Sorry for the naive question but I am confused about the integration of distributed training in a slurm cluster. Do we need to explicitly call the
distributed.launch when invoking the python script or is this taken care of automatically?
In other words, is this script correct?
#SBATCH -p <dummy_name>
eval "$(conda shell.bash hook)"
conda activate pytorch
python -m torch.distributed.launch --nproc_per_node=4 main.py
Your help would be highly appreciated.
The script looks fine, but you might want to replace the
launch command with
torchrun as the former is (or will be) deprecated. Are you able to check the GPU utilization on this node and could you check if all devices are used?
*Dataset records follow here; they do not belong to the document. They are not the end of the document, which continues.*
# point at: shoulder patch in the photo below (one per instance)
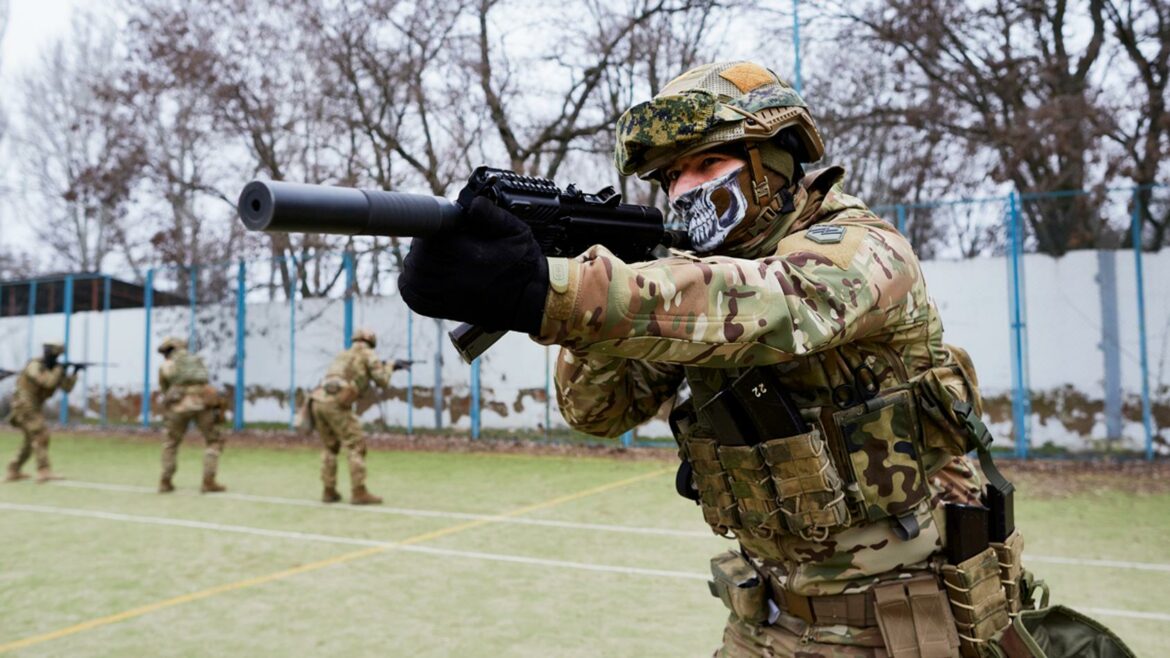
(826, 234)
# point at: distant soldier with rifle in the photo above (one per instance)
(36, 384)
(187, 396)
(330, 411)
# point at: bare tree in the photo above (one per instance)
(1011, 77)
(1141, 120)
(75, 151)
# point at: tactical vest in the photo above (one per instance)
(187, 370)
(867, 434)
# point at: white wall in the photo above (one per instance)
(1062, 316)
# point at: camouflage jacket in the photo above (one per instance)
(183, 378)
(350, 375)
(38, 383)
(632, 333)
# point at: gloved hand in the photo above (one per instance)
(488, 272)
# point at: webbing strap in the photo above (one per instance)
(982, 438)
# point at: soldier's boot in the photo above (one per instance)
(46, 474)
(212, 486)
(14, 475)
(363, 497)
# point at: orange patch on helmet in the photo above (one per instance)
(748, 76)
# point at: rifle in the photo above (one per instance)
(565, 223)
(83, 364)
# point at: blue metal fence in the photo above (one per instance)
(1012, 240)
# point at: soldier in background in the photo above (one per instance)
(187, 396)
(330, 411)
(36, 384)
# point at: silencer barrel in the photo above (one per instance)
(275, 206)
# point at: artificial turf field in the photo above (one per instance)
(474, 554)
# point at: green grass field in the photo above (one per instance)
(472, 555)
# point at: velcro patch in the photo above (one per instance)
(826, 234)
(747, 76)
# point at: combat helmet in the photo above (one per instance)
(171, 343)
(366, 336)
(713, 105)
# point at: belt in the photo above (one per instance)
(854, 609)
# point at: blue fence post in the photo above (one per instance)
(438, 389)
(1020, 403)
(796, 42)
(105, 348)
(1147, 412)
(241, 324)
(148, 309)
(348, 260)
(32, 316)
(192, 282)
(63, 418)
(548, 391)
(475, 398)
(293, 280)
(410, 372)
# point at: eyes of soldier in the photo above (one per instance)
(690, 171)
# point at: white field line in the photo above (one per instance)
(552, 523)
(342, 540)
(403, 511)
(449, 553)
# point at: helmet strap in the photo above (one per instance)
(759, 187)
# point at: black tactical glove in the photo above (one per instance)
(488, 272)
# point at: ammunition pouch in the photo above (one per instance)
(741, 588)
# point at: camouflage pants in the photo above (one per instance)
(177, 423)
(36, 439)
(792, 638)
(339, 426)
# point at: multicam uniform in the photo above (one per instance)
(35, 385)
(188, 397)
(828, 299)
(331, 409)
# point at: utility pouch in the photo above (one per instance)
(751, 486)
(810, 493)
(1059, 632)
(738, 585)
(915, 619)
(977, 601)
(715, 497)
(881, 439)
(1011, 569)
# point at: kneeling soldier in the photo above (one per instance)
(36, 384)
(330, 408)
(187, 396)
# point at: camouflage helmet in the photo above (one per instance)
(172, 343)
(708, 107)
(366, 336)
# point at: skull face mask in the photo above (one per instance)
(711, 210)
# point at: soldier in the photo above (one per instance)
(36, 384)
(827, 422)
(330, 409)
(187, 396)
Thank you so much for your reply. I do not have the permission to log in to individual nodes and thus, I can not see utilization. Although, I can see that the batch size for individual node is getting divided by the number of GPUs(4).
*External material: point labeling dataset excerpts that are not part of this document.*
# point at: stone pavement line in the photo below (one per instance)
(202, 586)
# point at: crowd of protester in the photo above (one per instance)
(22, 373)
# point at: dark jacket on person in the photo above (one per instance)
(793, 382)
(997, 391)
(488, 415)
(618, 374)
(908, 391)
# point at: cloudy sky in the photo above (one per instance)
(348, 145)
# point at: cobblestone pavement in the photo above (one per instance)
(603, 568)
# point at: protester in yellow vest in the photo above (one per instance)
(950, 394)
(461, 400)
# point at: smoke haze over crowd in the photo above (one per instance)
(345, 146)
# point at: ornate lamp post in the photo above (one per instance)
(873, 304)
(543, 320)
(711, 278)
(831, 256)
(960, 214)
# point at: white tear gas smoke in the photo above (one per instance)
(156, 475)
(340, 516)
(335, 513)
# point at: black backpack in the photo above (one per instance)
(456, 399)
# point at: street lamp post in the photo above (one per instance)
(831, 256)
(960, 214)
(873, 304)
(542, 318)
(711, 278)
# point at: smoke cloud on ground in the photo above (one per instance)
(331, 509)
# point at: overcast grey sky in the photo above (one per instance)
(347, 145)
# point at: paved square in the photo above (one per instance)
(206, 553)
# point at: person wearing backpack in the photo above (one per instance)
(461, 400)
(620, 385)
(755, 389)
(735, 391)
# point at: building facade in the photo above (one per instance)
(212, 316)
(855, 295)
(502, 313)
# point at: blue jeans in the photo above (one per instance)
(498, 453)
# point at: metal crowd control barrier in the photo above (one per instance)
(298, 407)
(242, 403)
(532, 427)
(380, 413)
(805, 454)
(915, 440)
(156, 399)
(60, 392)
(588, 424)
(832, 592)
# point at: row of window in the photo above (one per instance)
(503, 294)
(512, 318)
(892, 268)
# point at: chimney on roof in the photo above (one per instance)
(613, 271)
That’s a good point. Additionally you could add a few print statements and make sure the data is pushed to all devices and the corresponding parameters are on the same device.
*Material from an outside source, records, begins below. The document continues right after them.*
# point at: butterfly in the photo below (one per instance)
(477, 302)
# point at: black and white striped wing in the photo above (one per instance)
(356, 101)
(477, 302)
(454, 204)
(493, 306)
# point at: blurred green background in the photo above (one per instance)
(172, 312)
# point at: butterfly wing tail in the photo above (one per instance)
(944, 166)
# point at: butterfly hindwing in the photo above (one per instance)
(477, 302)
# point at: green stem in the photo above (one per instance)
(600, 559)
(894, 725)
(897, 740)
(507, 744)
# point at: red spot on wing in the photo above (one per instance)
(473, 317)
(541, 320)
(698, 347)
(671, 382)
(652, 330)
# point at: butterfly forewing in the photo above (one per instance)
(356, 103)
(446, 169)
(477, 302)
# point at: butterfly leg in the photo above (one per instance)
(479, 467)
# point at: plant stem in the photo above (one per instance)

Just to make sure that I understood it correctly. It is not sufficient to have the slurm parameters or torchrun separately. We need to provide both of them for things to work.
I’m not a slurm expert and think it could be possible to let slurm handle the distributed run somehow.
However, I’m using slurm to setup the node and let PyTorch handle the actual DDP launch (which seems to also be your use case). Let’s wait if some slurm experts might give you more ideas.
Hi, @ptrblck can you please share more details on how you use slurm to setup the node?